雖然已是四月,一整天的雨下來,仍舊有幾分寒意。
天色已晚,安順府鎮寧州的驛站中,燈火通明,裏外三進院落,擠滿了人和馬,那愁眉苦臉的老驛丞,忙得腳不點地,眉頭皺得更緊;後到的過路官員,隻能擠在前廳中將就一夜。
一名驛卒往火塘中加了幾大塊木炭,火勢立時更旺,燒得架在火塘邊鐵欄杆上的十幾雙濕透的牛皮靴滋滋作響,水霧蒙蒙,臭氣熏人。

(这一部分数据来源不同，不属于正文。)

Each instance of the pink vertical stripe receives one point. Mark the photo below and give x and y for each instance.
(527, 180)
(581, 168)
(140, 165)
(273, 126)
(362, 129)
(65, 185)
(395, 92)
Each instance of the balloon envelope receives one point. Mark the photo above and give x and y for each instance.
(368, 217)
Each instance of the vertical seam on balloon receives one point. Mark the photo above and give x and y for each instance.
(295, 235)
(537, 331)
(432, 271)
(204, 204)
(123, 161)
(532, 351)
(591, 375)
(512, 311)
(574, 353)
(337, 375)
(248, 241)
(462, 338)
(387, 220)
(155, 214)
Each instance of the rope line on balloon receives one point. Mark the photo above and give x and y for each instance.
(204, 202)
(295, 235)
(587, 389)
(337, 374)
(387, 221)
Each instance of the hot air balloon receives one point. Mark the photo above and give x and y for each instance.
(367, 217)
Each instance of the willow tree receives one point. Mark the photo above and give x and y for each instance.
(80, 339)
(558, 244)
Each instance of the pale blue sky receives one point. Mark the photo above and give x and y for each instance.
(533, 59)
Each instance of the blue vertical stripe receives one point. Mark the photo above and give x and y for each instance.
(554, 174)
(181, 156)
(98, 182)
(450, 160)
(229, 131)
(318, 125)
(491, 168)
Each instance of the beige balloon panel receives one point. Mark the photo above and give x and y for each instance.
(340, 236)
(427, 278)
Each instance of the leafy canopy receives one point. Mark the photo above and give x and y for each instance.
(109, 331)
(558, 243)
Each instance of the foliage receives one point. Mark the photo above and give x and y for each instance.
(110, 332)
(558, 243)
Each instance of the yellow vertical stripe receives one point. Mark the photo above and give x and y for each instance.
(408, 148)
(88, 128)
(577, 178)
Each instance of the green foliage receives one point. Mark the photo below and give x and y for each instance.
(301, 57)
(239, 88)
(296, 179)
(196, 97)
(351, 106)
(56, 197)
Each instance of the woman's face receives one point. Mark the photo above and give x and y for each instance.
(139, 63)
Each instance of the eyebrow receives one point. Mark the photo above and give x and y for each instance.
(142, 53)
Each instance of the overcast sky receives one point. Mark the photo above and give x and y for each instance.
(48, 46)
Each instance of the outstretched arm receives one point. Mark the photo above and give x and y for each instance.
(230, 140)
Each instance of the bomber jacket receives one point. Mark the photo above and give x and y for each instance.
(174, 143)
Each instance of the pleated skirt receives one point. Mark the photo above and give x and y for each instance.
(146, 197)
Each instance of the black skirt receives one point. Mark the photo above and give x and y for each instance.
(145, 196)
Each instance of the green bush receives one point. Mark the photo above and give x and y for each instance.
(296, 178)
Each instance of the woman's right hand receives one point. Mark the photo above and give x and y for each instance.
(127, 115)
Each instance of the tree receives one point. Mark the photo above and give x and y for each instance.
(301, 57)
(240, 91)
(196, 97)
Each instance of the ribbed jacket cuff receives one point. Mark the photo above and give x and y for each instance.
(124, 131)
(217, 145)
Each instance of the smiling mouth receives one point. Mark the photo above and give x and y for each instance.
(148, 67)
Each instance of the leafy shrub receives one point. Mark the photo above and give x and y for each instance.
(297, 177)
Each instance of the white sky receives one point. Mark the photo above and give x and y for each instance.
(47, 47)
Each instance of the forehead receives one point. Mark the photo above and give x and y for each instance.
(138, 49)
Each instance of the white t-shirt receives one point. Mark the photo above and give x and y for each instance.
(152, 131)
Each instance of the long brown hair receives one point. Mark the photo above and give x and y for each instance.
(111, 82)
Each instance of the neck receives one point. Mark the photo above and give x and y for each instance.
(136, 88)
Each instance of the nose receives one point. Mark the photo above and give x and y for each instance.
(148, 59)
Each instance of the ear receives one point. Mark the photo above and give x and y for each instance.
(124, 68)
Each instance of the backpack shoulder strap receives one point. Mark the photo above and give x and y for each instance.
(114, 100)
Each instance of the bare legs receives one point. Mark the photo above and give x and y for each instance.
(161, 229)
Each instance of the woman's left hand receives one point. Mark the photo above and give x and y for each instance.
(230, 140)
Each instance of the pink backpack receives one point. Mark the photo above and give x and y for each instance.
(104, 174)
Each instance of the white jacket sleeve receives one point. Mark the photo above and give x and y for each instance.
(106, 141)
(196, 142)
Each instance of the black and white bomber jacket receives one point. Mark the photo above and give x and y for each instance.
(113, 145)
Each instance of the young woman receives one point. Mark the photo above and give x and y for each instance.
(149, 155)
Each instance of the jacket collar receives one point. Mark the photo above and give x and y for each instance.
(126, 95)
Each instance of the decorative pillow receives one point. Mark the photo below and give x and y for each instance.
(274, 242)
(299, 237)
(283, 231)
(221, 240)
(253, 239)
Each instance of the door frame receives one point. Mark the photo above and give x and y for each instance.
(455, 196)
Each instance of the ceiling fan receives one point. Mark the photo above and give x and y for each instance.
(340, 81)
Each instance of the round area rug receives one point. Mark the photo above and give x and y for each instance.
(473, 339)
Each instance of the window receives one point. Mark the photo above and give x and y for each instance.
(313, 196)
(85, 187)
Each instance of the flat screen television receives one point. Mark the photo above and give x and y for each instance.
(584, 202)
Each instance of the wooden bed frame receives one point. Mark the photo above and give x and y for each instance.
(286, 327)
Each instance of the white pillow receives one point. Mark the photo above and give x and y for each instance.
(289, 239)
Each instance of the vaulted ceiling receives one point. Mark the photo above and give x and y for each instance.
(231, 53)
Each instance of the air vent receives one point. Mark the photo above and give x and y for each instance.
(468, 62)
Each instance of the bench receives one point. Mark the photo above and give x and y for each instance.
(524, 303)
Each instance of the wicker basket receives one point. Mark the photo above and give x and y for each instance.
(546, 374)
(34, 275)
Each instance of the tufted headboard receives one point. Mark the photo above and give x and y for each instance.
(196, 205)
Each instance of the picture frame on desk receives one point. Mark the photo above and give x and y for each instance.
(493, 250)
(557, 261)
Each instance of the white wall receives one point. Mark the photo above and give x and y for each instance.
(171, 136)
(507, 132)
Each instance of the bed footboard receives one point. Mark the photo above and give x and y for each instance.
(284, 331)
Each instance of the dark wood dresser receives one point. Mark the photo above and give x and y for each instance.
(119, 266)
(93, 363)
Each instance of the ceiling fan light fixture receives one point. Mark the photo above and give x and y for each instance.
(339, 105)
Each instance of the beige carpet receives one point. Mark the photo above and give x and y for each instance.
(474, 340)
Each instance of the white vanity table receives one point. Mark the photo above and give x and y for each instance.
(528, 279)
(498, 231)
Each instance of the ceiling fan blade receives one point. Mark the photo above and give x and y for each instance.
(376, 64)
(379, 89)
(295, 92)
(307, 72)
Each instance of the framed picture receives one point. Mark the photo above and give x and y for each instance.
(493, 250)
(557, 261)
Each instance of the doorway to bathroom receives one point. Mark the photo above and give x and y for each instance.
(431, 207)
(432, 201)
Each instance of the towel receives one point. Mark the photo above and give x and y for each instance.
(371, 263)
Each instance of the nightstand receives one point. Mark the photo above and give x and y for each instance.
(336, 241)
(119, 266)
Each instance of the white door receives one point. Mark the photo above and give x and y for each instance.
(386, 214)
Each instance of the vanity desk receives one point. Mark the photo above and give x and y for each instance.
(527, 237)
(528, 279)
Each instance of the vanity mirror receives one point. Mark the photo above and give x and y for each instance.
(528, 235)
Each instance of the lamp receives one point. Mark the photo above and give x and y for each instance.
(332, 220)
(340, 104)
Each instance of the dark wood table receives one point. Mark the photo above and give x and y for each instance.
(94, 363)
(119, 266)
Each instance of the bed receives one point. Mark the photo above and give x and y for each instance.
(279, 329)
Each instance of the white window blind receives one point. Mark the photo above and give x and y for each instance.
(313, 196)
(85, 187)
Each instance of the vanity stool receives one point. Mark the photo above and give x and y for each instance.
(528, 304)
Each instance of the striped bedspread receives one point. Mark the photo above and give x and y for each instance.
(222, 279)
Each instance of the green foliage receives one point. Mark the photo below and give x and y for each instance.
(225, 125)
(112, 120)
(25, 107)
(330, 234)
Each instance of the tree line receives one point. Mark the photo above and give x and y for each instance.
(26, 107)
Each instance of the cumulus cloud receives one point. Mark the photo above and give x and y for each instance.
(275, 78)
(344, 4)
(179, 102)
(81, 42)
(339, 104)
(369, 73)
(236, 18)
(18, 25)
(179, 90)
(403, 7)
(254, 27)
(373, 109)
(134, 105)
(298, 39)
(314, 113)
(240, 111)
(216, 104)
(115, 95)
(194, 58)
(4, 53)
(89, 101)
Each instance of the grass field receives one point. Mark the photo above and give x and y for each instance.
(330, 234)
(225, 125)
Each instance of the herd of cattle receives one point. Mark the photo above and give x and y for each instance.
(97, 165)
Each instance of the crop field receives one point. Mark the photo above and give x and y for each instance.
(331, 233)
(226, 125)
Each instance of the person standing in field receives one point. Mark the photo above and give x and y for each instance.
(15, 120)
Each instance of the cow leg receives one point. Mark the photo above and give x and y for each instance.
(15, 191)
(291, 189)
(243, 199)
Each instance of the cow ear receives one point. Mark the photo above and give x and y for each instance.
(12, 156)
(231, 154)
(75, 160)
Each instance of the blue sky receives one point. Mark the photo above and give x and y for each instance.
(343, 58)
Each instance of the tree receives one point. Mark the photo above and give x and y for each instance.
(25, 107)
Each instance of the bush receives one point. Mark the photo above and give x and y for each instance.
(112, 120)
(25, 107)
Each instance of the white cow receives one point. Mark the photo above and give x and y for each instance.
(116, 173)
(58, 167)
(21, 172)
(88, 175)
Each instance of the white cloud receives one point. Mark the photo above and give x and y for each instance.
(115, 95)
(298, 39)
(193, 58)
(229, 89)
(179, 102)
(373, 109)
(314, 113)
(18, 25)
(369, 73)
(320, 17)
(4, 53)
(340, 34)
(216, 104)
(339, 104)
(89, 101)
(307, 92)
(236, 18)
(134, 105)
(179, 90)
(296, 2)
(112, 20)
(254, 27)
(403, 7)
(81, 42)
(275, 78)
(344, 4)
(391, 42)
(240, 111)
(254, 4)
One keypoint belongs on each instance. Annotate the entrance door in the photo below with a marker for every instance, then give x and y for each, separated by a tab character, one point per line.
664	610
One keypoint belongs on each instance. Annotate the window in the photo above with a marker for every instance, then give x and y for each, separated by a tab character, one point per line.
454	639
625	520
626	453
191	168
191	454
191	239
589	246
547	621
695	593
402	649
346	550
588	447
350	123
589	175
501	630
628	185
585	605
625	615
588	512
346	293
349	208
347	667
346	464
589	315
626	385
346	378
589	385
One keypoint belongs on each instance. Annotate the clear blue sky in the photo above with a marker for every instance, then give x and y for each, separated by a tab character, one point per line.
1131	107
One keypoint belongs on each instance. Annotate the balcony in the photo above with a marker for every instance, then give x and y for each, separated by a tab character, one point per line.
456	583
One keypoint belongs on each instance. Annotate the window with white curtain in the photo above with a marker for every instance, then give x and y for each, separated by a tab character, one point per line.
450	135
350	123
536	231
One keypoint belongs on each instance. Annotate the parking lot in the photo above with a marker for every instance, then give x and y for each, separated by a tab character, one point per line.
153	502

一名左頰上帶著道長長刀疤的軍官,操著山東口音,罵罵咧咧地抱怨著這蠻荒瘴霧之地的鬼天氣。旁邊有一名自雲南前線過來的中年副將說道這兒還算好的,這個季節,雲南叢林中,一場雨下來,腐葉敗草浮土足以在轉眼間埋沒一名壯漢;還有大如拳頭的雷蚊,一出動便是一大群,哪怕叮上一頭牛,也不消片刻功夫便能吸幹那頭牛的血。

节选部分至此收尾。